The battle originates in the desire of Satan to counter the authority of God in people’s lives. The alternatives are Satan who wants to control our minds, and God, who wants us to enjoy the freedom Christ bought for us.

Kinds of attacks we suffer in our minds:   

Here are some:  Fear, unbelief, negative thoughts, false gods like materialism and selfish ambition, aggression, unforgivenes,

How can we counter these attacks

Paul focuses on Jesus as the one who can lead us to victory:

Thanks be to God, who delivers me through Jesus Christ our Lord! (Rom 7.25)

But because it’s in our minds, we CAN do something about it. As human beings, we have control over our own minds.

Peter writes about this in 1 Peter 1.13

Wherefore gird up the loins of your mind, be sober (NIV Therefore, with minds that are alert and fully sober), and hope to the end for the grace that is to be brought unto you at the revelation of Jesus Christ (KJV)

(“Gird up your loins” refers to the ancient practice of tying up long, loose clothes so that they were more practical when you are working or travelling.)

Was Peter thinking of what Jesus said to him about his thoughts?

Some practical suggestions on how to win the battle for our minds

Cultivate a lifestyle of submission to God

Spend regular time in prayer

Recognize “interference” by e.g. disappointments, hurts, failures, etc. and deal with them.

Avoid bad input – press, TV, advertisements, destructive company, harmful reading matter. All of these render us vulnerable to a bombardment of worldly wisdom.

Study Scripture – the most effective way of countering the bombardment of worldly wisdom we are subjected to.

Establish correct thought patterns by avoiding negative words and expressions.

Our way of thinking must be adapted to that of God – remember what Jesus said to Peter: you do not have in mind the concerns of God, but merely human concerns.

A man’s mind may be likened to a garden, which may be intelligently cultivated or allowed to run wild; but whether cultivated or neglected, it must, and will, bring forth. If no useful seeds are put into it, then an abundance of useless weed seeds will fall therein, and will continue to produce their kind.”
― James AllenAs a Man Thinketh

South Africa Is In The Midst Of A Battle

This battle manifests itself in politics, economy, education, and security etc.

This is a spiritual battle, but it’s all about capturing the minds of South Africans.

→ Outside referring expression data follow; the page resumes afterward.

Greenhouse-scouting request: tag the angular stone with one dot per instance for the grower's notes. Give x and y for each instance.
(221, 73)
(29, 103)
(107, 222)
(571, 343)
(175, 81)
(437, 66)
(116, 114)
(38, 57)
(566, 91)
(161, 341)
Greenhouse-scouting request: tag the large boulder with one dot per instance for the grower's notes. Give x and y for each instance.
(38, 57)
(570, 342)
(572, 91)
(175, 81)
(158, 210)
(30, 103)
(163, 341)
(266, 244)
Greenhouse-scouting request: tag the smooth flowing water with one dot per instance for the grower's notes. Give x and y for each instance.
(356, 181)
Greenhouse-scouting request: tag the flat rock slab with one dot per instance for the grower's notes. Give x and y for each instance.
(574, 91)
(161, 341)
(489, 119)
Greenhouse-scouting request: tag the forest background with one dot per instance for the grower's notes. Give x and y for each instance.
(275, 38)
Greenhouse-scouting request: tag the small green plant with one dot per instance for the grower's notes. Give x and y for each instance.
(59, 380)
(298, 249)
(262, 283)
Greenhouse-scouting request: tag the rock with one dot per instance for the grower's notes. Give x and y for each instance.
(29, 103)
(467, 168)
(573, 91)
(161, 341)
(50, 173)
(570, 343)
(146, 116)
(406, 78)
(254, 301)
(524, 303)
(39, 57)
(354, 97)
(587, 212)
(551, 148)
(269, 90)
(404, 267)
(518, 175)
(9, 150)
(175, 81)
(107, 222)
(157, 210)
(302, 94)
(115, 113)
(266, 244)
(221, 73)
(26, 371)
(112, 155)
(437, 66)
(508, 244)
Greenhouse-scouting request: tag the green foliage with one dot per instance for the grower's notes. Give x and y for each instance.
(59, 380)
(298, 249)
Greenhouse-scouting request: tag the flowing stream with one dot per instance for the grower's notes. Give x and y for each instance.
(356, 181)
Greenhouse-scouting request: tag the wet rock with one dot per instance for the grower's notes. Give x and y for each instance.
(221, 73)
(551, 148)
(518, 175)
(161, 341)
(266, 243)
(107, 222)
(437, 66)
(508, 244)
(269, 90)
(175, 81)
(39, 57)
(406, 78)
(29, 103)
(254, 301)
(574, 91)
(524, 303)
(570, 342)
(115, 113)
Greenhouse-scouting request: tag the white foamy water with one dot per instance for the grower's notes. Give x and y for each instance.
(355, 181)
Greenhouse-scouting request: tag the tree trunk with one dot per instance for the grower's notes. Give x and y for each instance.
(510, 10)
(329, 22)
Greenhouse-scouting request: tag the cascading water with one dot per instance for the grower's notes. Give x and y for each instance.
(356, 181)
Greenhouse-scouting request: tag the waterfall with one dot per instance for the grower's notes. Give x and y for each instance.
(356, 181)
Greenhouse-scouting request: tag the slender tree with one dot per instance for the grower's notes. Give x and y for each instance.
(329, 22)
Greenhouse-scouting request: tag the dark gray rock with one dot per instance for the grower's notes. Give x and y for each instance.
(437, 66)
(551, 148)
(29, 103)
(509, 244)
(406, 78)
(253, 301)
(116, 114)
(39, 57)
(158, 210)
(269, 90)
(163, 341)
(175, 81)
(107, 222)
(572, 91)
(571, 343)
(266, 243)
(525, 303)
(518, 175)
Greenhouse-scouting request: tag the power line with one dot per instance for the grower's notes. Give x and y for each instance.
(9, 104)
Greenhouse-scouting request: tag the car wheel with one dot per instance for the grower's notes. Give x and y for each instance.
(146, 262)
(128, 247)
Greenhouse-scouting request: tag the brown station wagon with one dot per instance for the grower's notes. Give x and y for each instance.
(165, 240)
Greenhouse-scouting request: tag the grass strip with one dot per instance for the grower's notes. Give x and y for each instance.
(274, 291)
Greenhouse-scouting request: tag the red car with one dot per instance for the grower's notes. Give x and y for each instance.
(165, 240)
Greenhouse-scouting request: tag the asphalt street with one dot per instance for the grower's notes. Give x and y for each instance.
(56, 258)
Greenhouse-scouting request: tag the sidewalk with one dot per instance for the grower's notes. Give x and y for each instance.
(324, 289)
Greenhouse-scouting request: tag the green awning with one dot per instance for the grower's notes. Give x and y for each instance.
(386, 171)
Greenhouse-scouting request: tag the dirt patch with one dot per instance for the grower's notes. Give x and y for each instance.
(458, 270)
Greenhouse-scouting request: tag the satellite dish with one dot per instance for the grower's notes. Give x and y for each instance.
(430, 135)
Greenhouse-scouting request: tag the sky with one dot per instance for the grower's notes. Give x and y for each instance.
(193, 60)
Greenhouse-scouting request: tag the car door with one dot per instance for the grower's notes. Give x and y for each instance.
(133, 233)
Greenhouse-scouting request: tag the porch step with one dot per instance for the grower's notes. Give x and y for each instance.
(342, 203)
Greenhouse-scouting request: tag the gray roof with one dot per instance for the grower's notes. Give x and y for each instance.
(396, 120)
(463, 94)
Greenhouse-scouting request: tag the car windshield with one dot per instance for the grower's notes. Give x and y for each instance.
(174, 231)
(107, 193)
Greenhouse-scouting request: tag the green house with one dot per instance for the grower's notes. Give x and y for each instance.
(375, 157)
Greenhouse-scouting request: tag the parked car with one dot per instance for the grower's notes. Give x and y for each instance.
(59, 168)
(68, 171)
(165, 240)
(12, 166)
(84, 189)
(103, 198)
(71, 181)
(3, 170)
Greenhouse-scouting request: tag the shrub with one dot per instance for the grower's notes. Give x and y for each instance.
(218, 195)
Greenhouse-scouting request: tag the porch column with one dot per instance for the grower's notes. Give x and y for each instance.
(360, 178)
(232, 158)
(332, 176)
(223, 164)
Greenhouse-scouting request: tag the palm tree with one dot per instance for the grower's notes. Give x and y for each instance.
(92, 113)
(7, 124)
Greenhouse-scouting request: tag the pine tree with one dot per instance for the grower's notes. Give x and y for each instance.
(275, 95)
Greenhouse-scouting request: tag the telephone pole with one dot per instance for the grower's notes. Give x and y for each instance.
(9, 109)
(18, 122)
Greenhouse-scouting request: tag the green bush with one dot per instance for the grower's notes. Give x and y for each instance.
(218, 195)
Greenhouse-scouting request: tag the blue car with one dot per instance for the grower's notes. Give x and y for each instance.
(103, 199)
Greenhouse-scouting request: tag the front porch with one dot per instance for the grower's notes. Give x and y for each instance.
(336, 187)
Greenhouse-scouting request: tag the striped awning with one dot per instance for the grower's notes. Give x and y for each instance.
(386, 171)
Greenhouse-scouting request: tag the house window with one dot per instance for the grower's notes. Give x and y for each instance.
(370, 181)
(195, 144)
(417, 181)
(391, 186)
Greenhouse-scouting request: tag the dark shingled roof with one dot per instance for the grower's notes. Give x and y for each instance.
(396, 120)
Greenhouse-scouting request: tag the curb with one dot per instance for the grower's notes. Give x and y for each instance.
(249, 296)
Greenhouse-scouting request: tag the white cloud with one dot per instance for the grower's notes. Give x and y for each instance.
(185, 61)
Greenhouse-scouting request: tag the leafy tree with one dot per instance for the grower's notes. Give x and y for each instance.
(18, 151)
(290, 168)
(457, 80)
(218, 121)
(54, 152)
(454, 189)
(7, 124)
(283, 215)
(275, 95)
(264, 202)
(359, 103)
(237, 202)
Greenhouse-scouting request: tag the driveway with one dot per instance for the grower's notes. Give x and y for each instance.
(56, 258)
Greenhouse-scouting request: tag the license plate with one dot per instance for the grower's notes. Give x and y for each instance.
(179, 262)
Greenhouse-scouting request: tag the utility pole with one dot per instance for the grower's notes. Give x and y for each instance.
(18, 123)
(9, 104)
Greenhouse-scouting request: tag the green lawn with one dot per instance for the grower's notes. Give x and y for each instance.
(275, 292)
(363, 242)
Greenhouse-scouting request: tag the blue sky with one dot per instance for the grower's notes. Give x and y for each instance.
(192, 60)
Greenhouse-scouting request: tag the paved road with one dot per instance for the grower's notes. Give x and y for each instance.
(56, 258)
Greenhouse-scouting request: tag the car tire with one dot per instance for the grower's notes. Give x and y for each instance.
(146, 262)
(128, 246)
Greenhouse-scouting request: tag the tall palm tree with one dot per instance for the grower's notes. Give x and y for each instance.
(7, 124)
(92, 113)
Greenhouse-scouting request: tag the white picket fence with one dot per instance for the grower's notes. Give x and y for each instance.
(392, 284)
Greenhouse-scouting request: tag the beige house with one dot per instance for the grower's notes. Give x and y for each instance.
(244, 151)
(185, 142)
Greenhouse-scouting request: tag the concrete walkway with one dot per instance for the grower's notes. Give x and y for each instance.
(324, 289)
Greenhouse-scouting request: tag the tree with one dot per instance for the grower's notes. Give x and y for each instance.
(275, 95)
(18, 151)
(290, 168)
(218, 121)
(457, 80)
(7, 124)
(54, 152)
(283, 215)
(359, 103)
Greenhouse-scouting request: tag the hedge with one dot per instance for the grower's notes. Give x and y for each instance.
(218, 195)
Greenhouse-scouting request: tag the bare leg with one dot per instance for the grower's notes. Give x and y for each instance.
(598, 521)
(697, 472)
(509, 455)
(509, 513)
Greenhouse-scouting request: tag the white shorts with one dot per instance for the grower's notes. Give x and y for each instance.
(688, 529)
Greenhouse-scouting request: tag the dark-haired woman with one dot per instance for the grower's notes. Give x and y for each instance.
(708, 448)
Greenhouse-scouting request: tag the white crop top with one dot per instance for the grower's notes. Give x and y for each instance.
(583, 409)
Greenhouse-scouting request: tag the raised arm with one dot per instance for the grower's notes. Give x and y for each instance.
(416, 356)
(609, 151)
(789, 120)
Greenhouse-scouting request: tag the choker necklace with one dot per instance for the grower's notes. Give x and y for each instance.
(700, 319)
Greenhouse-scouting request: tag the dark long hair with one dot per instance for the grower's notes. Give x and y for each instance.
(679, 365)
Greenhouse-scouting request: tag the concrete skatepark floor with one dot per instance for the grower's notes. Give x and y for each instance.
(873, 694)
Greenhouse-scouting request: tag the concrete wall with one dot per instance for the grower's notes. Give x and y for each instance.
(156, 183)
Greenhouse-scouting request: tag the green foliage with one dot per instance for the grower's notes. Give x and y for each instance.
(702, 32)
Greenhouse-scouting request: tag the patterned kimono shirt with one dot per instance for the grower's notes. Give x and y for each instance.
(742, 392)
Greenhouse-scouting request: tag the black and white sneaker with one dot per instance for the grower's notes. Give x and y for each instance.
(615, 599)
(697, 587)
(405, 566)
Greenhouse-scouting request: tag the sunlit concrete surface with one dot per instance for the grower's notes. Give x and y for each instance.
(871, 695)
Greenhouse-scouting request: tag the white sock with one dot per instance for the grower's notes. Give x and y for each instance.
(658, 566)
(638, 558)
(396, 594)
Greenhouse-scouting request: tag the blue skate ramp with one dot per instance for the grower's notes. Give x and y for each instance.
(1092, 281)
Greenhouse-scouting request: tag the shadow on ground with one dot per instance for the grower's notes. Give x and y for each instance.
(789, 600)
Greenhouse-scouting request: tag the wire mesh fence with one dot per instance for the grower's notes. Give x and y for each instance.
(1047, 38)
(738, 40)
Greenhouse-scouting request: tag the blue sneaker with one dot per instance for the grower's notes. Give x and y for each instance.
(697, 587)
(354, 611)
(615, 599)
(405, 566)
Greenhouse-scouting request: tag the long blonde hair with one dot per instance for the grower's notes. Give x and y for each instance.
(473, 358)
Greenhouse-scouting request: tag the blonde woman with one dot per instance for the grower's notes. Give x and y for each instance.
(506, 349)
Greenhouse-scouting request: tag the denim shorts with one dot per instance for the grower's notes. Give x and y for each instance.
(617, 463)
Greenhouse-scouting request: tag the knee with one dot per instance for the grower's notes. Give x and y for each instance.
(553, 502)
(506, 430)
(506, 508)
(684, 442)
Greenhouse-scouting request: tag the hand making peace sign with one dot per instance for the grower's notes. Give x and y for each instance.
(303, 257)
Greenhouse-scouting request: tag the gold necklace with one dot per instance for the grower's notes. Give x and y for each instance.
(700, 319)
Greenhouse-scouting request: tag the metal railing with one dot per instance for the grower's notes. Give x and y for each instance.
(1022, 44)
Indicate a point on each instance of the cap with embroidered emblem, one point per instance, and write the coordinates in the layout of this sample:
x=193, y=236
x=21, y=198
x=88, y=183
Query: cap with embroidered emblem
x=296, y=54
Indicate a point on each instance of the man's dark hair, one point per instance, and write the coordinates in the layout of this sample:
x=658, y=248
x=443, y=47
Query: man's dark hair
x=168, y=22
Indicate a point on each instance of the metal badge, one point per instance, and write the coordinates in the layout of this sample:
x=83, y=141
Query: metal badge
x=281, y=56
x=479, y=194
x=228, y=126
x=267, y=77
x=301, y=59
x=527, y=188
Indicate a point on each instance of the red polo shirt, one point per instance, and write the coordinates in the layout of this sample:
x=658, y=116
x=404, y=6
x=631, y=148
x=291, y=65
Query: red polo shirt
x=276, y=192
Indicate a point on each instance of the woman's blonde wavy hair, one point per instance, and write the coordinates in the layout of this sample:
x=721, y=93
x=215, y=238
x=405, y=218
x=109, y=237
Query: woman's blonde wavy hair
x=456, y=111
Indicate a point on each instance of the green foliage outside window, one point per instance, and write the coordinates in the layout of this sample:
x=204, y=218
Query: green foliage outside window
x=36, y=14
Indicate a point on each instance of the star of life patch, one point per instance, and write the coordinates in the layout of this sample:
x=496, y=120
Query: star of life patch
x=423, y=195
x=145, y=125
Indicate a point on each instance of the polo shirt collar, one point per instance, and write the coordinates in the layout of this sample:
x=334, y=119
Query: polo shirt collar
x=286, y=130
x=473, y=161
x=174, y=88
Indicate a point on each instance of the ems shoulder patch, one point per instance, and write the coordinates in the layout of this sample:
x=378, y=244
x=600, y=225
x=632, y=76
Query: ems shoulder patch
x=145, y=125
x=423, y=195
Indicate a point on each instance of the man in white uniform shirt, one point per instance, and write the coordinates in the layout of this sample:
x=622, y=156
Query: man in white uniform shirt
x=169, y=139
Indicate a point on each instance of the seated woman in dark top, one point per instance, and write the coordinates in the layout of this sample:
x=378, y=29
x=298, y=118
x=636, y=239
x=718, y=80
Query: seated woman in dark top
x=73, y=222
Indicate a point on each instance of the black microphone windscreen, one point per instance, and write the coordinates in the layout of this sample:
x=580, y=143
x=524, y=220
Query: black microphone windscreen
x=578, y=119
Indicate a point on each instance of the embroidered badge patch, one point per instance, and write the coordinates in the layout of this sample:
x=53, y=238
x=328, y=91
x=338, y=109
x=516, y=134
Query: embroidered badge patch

Of course, as citizens we need to play our role in all of the areas in which we have civil responsibilities, privileges and avenues of legal involvement.  But as Christians we also need to recognize the nature of the battle and act accordingly. Even in terms of our country, what is needed is a change of mind. If we can all have the mind of Christ (1 Corinthians 2.16) how different would things be. That needs to start with each one of us. Before we ask “What would Jesus do?” we need to ask “What is Jesus thinking about this?”